A ball moving with velocity `2 ms^(-1)` collides head on with another stationary ball of double the mass. If the coefficient of restitution is `0.5`, then their velocities (in `ms^(-1)`) after collision will be

To solve the problem, we need to find the velocities of two balls after a head-on collision.
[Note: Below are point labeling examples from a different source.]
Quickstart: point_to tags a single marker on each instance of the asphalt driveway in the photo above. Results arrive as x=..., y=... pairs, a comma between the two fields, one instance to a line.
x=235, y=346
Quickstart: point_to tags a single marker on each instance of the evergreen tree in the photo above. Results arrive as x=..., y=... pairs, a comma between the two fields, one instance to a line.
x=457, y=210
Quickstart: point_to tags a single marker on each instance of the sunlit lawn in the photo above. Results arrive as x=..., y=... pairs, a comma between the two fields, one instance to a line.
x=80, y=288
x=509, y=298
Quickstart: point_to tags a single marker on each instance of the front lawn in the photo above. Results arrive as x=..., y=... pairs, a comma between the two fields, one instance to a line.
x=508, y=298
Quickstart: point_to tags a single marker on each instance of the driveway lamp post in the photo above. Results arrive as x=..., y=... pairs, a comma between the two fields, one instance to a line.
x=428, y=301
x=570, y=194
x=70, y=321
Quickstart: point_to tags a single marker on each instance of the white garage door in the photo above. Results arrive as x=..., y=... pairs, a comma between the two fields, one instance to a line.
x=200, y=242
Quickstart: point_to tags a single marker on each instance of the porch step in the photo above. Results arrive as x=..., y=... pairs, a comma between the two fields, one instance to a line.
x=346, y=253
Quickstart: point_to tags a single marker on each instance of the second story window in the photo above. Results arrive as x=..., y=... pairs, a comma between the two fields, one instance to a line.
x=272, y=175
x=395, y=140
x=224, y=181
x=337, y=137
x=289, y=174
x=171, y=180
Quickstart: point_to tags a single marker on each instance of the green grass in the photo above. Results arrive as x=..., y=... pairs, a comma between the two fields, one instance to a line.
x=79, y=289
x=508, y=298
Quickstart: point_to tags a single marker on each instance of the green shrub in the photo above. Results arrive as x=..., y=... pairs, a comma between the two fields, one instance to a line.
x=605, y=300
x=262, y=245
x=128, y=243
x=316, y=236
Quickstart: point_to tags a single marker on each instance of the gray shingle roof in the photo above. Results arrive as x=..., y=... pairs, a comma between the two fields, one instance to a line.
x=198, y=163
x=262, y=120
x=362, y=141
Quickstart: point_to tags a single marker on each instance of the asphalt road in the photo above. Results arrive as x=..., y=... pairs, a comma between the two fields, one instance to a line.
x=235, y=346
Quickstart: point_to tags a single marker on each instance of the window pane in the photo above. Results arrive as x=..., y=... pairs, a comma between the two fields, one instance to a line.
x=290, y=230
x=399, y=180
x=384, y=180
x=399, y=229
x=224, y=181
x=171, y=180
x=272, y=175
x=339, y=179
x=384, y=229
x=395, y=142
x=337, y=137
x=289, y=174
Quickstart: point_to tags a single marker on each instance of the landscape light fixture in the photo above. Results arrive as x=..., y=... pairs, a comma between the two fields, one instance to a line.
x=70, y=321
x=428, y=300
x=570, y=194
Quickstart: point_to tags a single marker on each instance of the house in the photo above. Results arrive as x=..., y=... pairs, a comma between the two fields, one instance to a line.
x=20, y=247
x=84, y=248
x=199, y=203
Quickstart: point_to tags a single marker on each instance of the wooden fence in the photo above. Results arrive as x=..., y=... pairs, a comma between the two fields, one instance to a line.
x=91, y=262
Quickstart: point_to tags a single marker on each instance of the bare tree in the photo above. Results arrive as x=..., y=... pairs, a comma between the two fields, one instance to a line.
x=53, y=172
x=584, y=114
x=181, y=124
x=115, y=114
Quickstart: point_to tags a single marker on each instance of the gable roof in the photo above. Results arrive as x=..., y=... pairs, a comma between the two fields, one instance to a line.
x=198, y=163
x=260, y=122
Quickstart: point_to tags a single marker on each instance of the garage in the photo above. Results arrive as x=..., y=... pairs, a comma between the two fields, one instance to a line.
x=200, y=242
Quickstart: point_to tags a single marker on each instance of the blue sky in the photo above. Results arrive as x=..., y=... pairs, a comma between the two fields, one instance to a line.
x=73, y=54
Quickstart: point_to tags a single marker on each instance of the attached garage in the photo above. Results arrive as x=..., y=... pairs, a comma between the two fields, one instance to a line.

We have the following information: - A ball of mass \( m \) is moving with a velocity \( u_1 = 2 \, \text{m/s} \). - A stationary ball of mass \( 2m \) has an initial velocity \( u_2 = 0 \, \text{m/s} \). - The coefficient of restitution \( e = 0.5 \). ### Step 1: Apply the Conservation of Momentum The total momentum before the collision must equal the total momentum after the collision. **Before Collision:** \[ \text{Initial Momentum} = m \cdot u_1 + 2m \cdot u_2 = m \cdot 2 + 2m \cdot 0 = 2m \] **After Collision:** Let \( v_1 \) be the velocity of the first ball (mass \( m \)) after the collision, and \( v_2 \) be the velocity of the second ball (mass \( 2m \)) after the collision. \[ \text{Final Momentum} = m \cdot v_1 + 2m \cdot v_2 \] Setting the initial momentum equal to the final momentum: \[ 2m = m \cdot v_1 + 2m \cdot v_2 \] Dividing through by \( m \): \[ 2 = v_1 + 2v_2 \quad \text{(Equation 1)} \] ### Step 2: Apply the Coefficient of Restitution The coefficient of restitution \( e \) is defined as the ratio of the relative velocity of separation to the relative velocity of approach. \[ e = \frac{\text{Velocity of separation}}{\text{Velocity of approach}} \] The velocity of separation is given by \( v_2 - v_1 \) (since \( v_2 \) is in the direction of the positive velocity after the collision and \( v_1 \) is in the opposite direction). The velocity of approach is given by \( u_1 - u_2 = 2 - 0 = 2 \). Using the coefficient of restitution: \[ 0.5 = \frac{v_2 - v_1}{2} \] Multiplying both sides by 2: \[ v_2 - v_1 = 1 \quad \text{(Equation 2)} \] ### Step 3: Solve the Equations Now we have two equations: 1. \( v_1 + 2v_2 = 2 \) (Equation 1) 2. \( v_2 - v_1 = 1 \) (Equation 2) From Equation 2, we can express \( v_2 \) in terms of \( v_1 \): \[ v_2 = v_1 + 1 \] ### Step 4: Substitute \( v_2 \) into Equation 1 Substituting \( v_2 \) into Equation 1: \[ v_1 + 2(v_1 + 1) = 2 \] \[ v_1 + 2v_1 + 2 = 2 \] \[ 3v_1 + 2 = 2 \] \[ 3v_1 = 0 \] \[ v_1 = 0 \, \text{m/s} \] ### Step 5: Find \( v_2 \) Now substituting \( v_1 \) back into the equation for \( v_2 \): \[ v_2 = 0 + 1 = 1 \, \text{m/s} \] ### Final Result Thus, the velocities after the collision are: - \( v_1 = 0 \, \text{m/s} \) (the first ball comes to rest) - \( v_2 = 1 \, \text{m/s} \) (the second ball moves with this velocity)